Di fondamentale importanza per superare il blocco evolutivo è sganciarsi dall’area iperprotettiva materna per realizzare, accompagnati dal padre , progetti  meno idealizzati e raggiungibili con la costanze  e l’impegno.

Al padre va il compito di legittimare la femminilità della figlia e la virilità del maschio aiutandoli a comunicare i sentimenti che hanno a che fare con il corpo, l’aggressività  e il desiderio.

L’unico antidoto all’attrazione che esercita la morte è costruire legami solidi e significativi che sappiano contenere il pensiero della morte stessa facendo sentire l’importanza dei vincoli che si creano, all’interno dei quali occorre parlare delle fatiche del vivere.

Milena Lazzari – Psicologa-psicoterapeuta

IL  SUICIDIO

Il comportamento suicidario comprende 3 tipi di azioni auto-distruttive:

  • Suicidio portato a compimento: atto autolesivo, che esita nella morte;
  • Tentativo di suicidio: atto che intende essere auto-distruttivo, ma che non esita nella morte, poiché l’azione era incerta, vaga o ambigua;
  • Atti suicidari: gesti che comportano un’azione con un potenziale letale molto basso (es. infliggersi ferite superficiali ai polsi); hanno un valore prevalentemente comunicativo.

I tentativi di suicidio e gli atti suicidari implicano ambivalenze riguardo la volontà di morire e possono rappresentare una richiesta di aiuto da parte di persone che desiderano ancora vivere.

Di solito, i comportamenti suicidari derivano dall’interazione di molteplici fattori.

L’elemento di rischio primario è costituito dalla depressione.
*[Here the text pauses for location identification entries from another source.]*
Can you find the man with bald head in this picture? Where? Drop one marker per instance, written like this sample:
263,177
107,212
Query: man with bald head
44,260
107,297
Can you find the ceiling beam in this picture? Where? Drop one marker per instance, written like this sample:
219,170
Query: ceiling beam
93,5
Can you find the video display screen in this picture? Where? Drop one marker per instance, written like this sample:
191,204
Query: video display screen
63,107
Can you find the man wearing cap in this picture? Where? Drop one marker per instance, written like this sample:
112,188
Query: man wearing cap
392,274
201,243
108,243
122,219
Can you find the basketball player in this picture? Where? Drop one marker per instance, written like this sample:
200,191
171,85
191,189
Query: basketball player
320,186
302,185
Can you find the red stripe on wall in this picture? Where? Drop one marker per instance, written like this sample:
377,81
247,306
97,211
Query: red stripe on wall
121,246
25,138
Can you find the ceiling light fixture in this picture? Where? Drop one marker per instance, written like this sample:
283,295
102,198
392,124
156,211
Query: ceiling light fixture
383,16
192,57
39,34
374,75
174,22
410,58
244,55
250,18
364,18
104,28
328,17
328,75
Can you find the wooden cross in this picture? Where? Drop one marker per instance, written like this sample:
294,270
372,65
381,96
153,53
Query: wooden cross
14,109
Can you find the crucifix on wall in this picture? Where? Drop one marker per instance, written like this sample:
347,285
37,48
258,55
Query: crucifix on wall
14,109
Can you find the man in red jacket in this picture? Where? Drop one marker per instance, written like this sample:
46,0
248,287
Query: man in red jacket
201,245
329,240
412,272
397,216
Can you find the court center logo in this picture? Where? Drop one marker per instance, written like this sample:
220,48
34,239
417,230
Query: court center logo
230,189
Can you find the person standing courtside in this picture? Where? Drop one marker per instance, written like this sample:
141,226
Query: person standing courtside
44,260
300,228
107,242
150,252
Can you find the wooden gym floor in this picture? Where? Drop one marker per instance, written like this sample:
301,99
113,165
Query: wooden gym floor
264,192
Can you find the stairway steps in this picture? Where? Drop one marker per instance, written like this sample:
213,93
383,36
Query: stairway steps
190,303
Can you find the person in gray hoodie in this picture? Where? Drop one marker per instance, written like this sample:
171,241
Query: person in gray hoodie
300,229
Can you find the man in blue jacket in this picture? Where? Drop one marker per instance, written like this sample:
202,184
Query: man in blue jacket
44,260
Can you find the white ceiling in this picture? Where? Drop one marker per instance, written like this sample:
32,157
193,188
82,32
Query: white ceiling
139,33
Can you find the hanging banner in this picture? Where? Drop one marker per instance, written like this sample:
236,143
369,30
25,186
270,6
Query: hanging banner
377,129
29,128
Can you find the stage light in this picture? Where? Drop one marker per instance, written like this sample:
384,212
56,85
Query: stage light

Possono predisporre al comportamento suicidario anche i fattori sociali (es. delusione e perdita), le anomalie della personalità (es. impulsività o aggressività), le esperienze infantili traumatiche (es. famiglia separata, perdita dei genitori, abusi e violenze) e le malattie psichiatriche.

I tentativi di suicidio sembrano essere più frequenti, in particolare, tra i pazienti con disturbi d’ansia associati a depressione maggiore o disturbo bipolare. Alcuni pazienti schizofrenici sono inclini al suicidio a causa del disturbo depressivo a cui sono predisposti.

In qualche caso, il suicidio rappresenta l’atto finale di un comportamento autodistruttivo indiretto, cioè caratterizzato dall’esposizione ripetuta e spesso inconscia, a rischi potenzialmente letali senza l’intenzione di morire, ma con effetti in grado di rivelarsi alla fine autodistruttivi. Questo è il caso di alcolismo, abuso di droghe, automutilazione, guida imprudente, fumare molto, sovralimentazione e comportamenti antisociali violenti.